O processo de gravação do álbum ajudou-te de alguma forma? Pergunto porque toda a ambiência sabe a cura, transmite isso.
Eu desisti da escola para ter tempo para começar este projeto e para ter tempo para mim, que era algo que precisava. Não estava num bom lugar mentalmente; portanto, tornar experiências passadas em arte foi terapêutico. Revisitar memórias e analisá-las de longe com outra perspectiva e mentalidade ajudou-me imenso e acho que a honestidade mostrada nas minhas músicas faz transparecer o processo, e tem ajudado a quem passou/está a passar por coisas semelhantes. É para isso mesmo que faço música.

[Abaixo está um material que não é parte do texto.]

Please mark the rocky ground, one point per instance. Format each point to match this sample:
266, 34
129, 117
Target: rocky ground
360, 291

Como correu o concerto no Sofar Sounds? Foi fácil transpôr a música para o formato ao vivo?
Para primeiro concerto acho que correu bastante bem! O ambiente do Sofar Sounds é muito acolhedor, e isso fez-me sentir definitivamente mais confortável. Tocar a minha música ao vivo sozinho era algo que eu já estava a pensar como iria fazer muito antes de lançar o álbum, e a conclusão a que cheguei foi que tinha de arranjar um Loop Pedal. Para além disso, todas as guitarras no álbum foram gravadas sem quaisquer pedais e depois os efeitos foram postos no DAW, por isso tambem houve a preocupação de começar a comprar pedais. Por agora só tenho um Reverb e um Loop Pedal, o que me chega para fazer versões mais stripped down.
Transpor as músicas foi um desafio, a “Starting Over” fica completamente diferente. Tive de fazer uma versão acústica, sem sintetizador e sem bateria e tentar torná-la interessante na mesma, visto que para mim o climax da música é quando entra o sintetizador. As spoken word faço com backing tracks para dar mais atenção às palavras. E depois há a “Falling out of love”, a minha favorita, onde adicionei 2 minutos à música e uma parte nova no final, sempre criando camadas com o Loop pedal.
No futuro de Calmness, que sonoridades e projectos se avizinham?
Por agora estou a planear concertos por Portugal. Já tenho umas quantas ideias para próximos projectos e quero explorar uma sonoridade diferente, mas ainda dentro do mesmo género. Já comecei a trabalhar no segundo álbum, mas apenas ideias soltas, não vou lançar nada tão cedo.